CF 92101 - Labyrinth-1

We can view the labyrinth as a large grid graph where each cell is a vertex and adjacency exists between cells sharing a side. Movement between adjacent cells is sometimes blocked by a permanent wall, sometimes by a door, and otherwise is free.

CF 92101 - Labyrinth-1

Rating: 3200
Tags: -
Solve time: 2m 33s
Verified: no

Solution

Problem Understanding

We can view the labyrinth as a large grid graph where each cell is a vertex and adjacency exists between cells sharing a side. Movement between adjacent cells is sometimes blocked by a permanent wall, sometimes by a door, and otherwise is free. The robot starts from a fixed cell and must reach any designated exit cell.

The twist is that doors are not passable unless they are opened, and opening a door consumes a key. Keys are scattered across cells, and each key can be picked up and used exactly once. Importantly, every key can open any door, so keys are not tied to specific doors, only to consumption events. This turns the problem into planning a traversal that both collects resources and spends them to remove obstacles.

The output is not just a path, but a program in a small imperative language. This language supports primitive actions like moving, taking a key, and opening doors, plus structured control flow via bounded loops and conditional branching. The program must be syntactically valid, respect the execution limits, and successfully guide the robot to an exit on the known maze instance.

The constraints imply a grid up to one million cells and up to one hundred thousand doors and keys.
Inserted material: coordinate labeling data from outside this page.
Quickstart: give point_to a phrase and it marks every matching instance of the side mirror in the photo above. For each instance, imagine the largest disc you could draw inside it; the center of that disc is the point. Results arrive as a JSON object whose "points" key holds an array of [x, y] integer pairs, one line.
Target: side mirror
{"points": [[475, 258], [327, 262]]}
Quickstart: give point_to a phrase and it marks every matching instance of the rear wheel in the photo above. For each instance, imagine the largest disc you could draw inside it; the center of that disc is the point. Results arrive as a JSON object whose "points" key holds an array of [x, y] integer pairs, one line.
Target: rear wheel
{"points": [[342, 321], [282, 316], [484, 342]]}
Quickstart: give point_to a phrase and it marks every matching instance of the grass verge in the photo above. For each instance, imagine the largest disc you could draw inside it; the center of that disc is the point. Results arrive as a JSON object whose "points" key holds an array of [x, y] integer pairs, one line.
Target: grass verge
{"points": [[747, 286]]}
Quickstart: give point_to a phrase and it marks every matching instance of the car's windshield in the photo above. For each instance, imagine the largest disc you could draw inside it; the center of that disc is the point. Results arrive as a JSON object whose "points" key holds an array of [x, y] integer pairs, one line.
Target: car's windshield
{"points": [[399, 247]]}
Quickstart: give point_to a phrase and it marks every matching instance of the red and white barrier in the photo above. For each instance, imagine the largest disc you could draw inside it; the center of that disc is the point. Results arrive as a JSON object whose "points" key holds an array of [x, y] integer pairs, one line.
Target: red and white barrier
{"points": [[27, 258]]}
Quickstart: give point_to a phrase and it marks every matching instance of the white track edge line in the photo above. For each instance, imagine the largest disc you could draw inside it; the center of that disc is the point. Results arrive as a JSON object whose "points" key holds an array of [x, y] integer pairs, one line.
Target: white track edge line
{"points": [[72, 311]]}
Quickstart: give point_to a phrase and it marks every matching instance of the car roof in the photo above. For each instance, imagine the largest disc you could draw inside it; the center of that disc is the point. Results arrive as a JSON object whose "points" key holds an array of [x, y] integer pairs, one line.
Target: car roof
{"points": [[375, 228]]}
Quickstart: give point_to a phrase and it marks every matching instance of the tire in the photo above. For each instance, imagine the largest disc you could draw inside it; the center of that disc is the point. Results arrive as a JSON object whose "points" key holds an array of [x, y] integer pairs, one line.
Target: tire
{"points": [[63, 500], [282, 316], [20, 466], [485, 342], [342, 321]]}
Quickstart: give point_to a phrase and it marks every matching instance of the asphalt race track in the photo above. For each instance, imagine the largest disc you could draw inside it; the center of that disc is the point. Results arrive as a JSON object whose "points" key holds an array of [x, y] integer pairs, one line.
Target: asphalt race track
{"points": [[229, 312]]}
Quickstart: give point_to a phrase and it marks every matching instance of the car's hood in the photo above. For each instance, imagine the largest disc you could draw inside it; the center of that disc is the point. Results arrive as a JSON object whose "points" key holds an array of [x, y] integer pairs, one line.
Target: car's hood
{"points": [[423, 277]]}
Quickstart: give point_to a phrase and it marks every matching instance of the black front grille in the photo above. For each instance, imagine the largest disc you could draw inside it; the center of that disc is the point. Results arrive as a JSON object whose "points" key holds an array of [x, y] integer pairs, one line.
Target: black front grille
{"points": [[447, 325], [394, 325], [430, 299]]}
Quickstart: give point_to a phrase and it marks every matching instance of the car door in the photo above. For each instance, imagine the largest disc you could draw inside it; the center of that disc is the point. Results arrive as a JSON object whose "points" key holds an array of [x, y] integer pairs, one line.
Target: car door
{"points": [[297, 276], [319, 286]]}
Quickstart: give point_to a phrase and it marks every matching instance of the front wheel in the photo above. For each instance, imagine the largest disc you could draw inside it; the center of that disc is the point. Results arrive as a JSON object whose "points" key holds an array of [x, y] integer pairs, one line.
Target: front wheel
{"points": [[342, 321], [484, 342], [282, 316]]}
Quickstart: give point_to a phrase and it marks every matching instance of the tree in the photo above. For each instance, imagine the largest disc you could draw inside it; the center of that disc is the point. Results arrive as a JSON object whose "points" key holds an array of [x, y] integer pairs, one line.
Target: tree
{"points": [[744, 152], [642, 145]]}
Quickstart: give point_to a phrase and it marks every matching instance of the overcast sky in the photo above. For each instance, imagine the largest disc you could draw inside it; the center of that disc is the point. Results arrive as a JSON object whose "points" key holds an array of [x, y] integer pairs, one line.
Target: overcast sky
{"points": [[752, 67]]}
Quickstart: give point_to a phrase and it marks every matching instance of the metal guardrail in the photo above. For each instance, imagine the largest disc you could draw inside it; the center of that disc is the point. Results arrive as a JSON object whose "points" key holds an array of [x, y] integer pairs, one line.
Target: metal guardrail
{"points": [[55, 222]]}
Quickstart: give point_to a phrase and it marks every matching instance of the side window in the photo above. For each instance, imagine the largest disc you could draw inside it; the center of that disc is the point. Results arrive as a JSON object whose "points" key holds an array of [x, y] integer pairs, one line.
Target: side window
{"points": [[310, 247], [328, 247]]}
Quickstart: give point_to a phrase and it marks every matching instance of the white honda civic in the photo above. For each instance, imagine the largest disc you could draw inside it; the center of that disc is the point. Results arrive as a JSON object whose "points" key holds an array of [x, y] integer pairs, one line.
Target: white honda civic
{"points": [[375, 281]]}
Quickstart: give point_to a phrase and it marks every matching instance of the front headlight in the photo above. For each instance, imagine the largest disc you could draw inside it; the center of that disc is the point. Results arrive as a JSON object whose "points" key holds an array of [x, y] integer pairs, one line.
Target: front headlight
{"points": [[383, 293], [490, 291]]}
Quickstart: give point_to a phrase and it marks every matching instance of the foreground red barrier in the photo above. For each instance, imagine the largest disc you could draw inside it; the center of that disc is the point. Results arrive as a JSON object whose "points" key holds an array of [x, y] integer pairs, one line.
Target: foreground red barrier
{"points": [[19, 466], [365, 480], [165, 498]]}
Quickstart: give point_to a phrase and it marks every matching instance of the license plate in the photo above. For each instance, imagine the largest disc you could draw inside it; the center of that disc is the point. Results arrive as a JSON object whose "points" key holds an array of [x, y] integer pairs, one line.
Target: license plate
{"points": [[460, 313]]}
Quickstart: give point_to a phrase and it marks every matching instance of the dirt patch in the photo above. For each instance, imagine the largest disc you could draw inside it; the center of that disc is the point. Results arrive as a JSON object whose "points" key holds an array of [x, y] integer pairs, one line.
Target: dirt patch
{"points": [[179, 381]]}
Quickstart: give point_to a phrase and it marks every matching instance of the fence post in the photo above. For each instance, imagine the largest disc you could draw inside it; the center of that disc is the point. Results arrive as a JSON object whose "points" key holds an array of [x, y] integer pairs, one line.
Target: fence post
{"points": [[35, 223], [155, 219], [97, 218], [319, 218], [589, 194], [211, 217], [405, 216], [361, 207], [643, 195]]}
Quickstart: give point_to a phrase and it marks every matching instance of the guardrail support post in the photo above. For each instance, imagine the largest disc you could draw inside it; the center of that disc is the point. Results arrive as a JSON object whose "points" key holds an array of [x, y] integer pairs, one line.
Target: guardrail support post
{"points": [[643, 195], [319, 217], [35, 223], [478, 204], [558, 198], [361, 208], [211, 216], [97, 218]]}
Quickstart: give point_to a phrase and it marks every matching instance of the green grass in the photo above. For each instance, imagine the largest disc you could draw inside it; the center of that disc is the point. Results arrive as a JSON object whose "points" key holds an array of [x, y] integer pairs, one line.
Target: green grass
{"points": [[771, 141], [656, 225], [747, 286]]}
A direct simulation or full state search over positions and key subsets is infeasible because the state space includes both location and key inventory, which would explode combinatorially. Even a shortest path computation on an expanded state graph would become large when accounting for door dependencies.
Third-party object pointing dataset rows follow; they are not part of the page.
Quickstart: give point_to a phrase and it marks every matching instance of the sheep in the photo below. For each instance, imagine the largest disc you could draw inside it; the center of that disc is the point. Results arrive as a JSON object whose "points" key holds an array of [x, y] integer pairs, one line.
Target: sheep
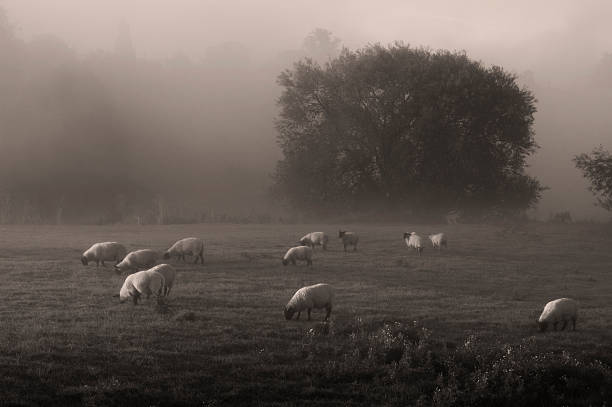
{"points": [[101, 252], [169, 274], [138, 259], [560, 310], [307, 298], [145, 282], [298, 253], [315, 239], [438, 240], [348, 239], [192, 246], [414, 241]]}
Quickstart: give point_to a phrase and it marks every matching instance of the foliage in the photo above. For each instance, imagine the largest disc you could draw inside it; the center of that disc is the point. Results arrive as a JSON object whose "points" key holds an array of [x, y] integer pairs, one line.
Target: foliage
{"points": [[597, 168], [404, 125]]}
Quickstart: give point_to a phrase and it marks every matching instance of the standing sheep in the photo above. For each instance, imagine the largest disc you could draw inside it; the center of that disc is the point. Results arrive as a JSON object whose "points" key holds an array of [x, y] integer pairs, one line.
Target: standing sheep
{"points": [[315, 239], [145, 283], [101, 252], [438, 240], [307, 298], [560, 310], [192, 246], [169, 274], [138, 259], [303, 253], [414, 241], [348, 239]]}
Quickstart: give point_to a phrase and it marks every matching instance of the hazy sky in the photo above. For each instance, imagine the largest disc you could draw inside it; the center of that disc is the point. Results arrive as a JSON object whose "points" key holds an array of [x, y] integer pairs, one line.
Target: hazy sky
{"points": [[561, 41], [497, 31]]}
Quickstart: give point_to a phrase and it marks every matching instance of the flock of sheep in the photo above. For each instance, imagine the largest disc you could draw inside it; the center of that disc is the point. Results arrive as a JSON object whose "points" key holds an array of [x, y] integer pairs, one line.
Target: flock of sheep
{"points": [[159, 279]]}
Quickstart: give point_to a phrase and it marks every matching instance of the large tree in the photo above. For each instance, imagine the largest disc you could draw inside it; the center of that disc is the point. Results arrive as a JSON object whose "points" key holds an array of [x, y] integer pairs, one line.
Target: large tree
{"points": [[597, 168], [404, 126]]}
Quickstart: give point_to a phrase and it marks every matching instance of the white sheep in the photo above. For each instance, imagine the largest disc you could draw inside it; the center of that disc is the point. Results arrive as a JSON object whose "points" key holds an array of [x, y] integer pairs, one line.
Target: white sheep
{"points": [[315, 239], [169, 274], [348, 239], [438, 240], [105, 251], [414, 241], [303, 253], [138, 259], [192, 246], [145, 283], [307, 298], [560, 310]]}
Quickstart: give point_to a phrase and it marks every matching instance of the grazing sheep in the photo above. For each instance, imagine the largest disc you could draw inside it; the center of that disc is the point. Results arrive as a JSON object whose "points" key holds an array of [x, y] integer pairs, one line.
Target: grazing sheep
{"points": [[101, 252], [298, 253], [414, 241], [192, 246], [561, 310], [139, 259], [438, 240], [145, 283], [307, 298], [348, 239], [315, 239], [169, 274]]}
A naive BFS over states of the form (cell, keys held, opened doors mask) is immediately impossible because the door state alone is up to 2·10^5. Even storing visited states is infeasible.

A key subtlety is that keys are fungible and doors are independent edges that require one unit of resource. This removes pairing constraints and reduces the problem from “which key opens which door” to “ensure we collect enough keys before crossing enough doors”.

A second subtlety is that the output is a program, not a path list. This means we are rewarded for compression and structured repetition. However, correctness still depends on producing at least one valid route.

Edge cases arise when:

A naive shortest path ignores door consumption entirely, producing an infeasible route when no keys are collected before doors.

A naive greedy DFS may dead-end behind doors after exhausting keys early.

A naive assumption that keys can be reused leads to invalid paths when multiple doors are encountered in sequence.

Example failure scenario: a corridor requires crossing three doors in sequence but only two keys exist in the prefix. A naive shortest path ignoring key acquisition will attempt traversal and fail.

Another failure scenario: a path reaches a key late but already passed doors that require it earlier. Without planning order, reachability in the expanded graph is incorrect.

Approaches

The brute-force idea is to treat this as a state-space search. Each state stores the current position and the number of keys currently held. Moving into a door consumes one key; moving freely does not. Picking up a key increments the counter. A BFS or Dijkstra over this augmented state graph would be correct because it explicitly encodes resource constraints.

However, the number of states becomes N·M·K in the worst case, since keys can accumulate up to 10^5. Even if most states are unreachable, the theoretical space is too large, and transitions over a 1000×1000 grid already imply up to 4 million edges. This approach fails under constraints.

The crucial observation is that the only meaningful resource is the difference between keys collected and doors crossed along any prefix of the traversal. Since keys are not individually distinguishable, we only need to ensure that along any traversal prefix, the number of keys encountered is at least the number of doors traversed.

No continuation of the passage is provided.